EDIT: While plodding about the internet I ran across some images Faiet212 posted up from the book. They're not huge, but I thought they deserved a reposting so people could see them.:


----------



## Jacobite (Jan 26, 2007)

Ah yes that first video. Well in the lastest FW news letter there is a interview with Alan Bligh and it reveals... things:







Watched this morning after it came through with the FW newsletter and I got the magnifying glass out to see what it reveals about the bronze bulls. There is also a page in the latest WD that gives 1 useless ful titbit that is confirmed also by the video.

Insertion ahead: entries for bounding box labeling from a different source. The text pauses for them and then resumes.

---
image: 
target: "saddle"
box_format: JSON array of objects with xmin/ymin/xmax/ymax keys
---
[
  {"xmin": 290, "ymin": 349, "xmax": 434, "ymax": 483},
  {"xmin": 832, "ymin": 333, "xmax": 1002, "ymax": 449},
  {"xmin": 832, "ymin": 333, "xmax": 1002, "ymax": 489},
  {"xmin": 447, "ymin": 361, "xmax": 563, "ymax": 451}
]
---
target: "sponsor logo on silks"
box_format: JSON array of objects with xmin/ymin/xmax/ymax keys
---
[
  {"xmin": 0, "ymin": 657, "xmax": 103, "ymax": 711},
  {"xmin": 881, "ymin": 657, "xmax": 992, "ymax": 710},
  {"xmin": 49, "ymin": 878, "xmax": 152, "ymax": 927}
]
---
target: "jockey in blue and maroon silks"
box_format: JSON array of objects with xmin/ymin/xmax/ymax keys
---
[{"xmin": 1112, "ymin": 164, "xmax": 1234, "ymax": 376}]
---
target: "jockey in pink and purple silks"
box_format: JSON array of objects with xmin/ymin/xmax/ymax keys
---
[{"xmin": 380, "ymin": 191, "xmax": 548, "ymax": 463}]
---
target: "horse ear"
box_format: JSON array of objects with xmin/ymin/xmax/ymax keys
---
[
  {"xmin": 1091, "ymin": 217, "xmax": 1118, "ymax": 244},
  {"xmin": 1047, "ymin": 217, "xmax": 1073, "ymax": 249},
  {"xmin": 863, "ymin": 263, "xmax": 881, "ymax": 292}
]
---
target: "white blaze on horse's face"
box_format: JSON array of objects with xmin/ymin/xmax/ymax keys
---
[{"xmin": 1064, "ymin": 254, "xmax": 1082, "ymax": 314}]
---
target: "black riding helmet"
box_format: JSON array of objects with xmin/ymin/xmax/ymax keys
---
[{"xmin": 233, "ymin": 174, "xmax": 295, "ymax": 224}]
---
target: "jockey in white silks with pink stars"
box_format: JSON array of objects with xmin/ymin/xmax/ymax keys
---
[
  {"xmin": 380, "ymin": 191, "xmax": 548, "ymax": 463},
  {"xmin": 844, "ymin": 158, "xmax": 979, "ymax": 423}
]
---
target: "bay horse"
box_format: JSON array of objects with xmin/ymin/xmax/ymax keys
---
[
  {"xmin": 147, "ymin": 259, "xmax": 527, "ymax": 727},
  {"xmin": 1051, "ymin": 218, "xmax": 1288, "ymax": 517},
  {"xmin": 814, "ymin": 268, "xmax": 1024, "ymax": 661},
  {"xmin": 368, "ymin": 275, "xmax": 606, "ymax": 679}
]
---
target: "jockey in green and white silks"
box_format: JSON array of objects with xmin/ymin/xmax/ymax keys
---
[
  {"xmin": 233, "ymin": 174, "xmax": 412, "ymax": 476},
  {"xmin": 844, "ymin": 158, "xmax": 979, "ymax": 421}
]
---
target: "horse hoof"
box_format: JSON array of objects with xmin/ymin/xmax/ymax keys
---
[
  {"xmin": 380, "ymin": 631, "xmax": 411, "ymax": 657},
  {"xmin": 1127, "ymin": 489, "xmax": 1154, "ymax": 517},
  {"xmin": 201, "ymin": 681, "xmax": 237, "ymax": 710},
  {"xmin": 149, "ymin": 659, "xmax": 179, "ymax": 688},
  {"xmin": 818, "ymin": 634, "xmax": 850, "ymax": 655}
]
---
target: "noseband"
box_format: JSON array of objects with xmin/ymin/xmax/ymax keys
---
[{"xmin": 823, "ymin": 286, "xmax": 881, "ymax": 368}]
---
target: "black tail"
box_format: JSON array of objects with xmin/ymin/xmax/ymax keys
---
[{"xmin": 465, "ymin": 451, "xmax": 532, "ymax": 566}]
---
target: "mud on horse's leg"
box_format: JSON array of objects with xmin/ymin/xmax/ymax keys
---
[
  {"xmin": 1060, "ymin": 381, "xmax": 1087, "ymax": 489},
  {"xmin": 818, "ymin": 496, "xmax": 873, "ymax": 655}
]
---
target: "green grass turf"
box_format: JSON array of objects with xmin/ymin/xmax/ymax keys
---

1) Land Raider Spartans: The Minotaurs have more than one. Picture of one of them is shown in the latest WD (Page 40). Evidence of multiple Spartans is at 1.16 of the video above. More on that later though.

2) Minotaurs have Tartaros pattern terminators. Now this isn't a surprise to anybody seeing as Moloc is wearing a Tartoros suit. This is confirmed both in the video that Z has posted and in the video above at 0.35s and at 1.16s. Again more on this later.

3) Minotaurs have access to Storm Eagles. This is confirmed both in the video that Z has posted and in the video above at 0.50s and 1.16s. Again no surprises there although it is useful for Mino's players as it shows that the bronze boys love of black chevrons extends to flyers as well as tanks and shows example placements of them.

4) At time: 0.56 of the above Video we get our first look at the Minotaurs deployment in the conflict. I do so love it when FW put up a video in the public domain in 720 HD... the page reads:

_Minotaurs Chapter Vanguard Veteran Sergeant

Veteran Sergeant Thoul
Commander Minotaur's Detachment
Ordo Xeno Interdiction Force Kappa

Assigned to lead theMinotaurs contingent force (numbering 5 squads with Storm Eagle and Techmarine support) attached to the Ordo Xenos interdiction operation at Thamyris, Thoul proved to be a particulary savage and aggressive commander, when opeerating under his own indepanddant authority, in attacking the waking Necron tombs. Although the interdiction force was eventually driven off the accurssed world, thanks to a series of highly distructive raids by Minotuars, Deathwatch Kill teams and Death Korps of Kreig Combat Engineer strike forces, a number of Necron structures and tomb complexes were successfully sabotaged and badly damaged, thus denying them to the foe. 

Artifcier Augmented "Maximus" Pattern Power Armour: Thoul's armor is fitted with an Astrates Raptorii pattern jump pack unit and bears numerous chaptersyncretic iconograhpy, denoting his rank and battle feild record. Much of these have meanings hidden from outsiders to the Chapter, though it is beleived that the numeration and coloration of "lambda" Helikan-glyph markings common to the Minotaurs heraldry refer to attested "kills" against worthy opponents in single combat, likely in increasing orders of magnitude. 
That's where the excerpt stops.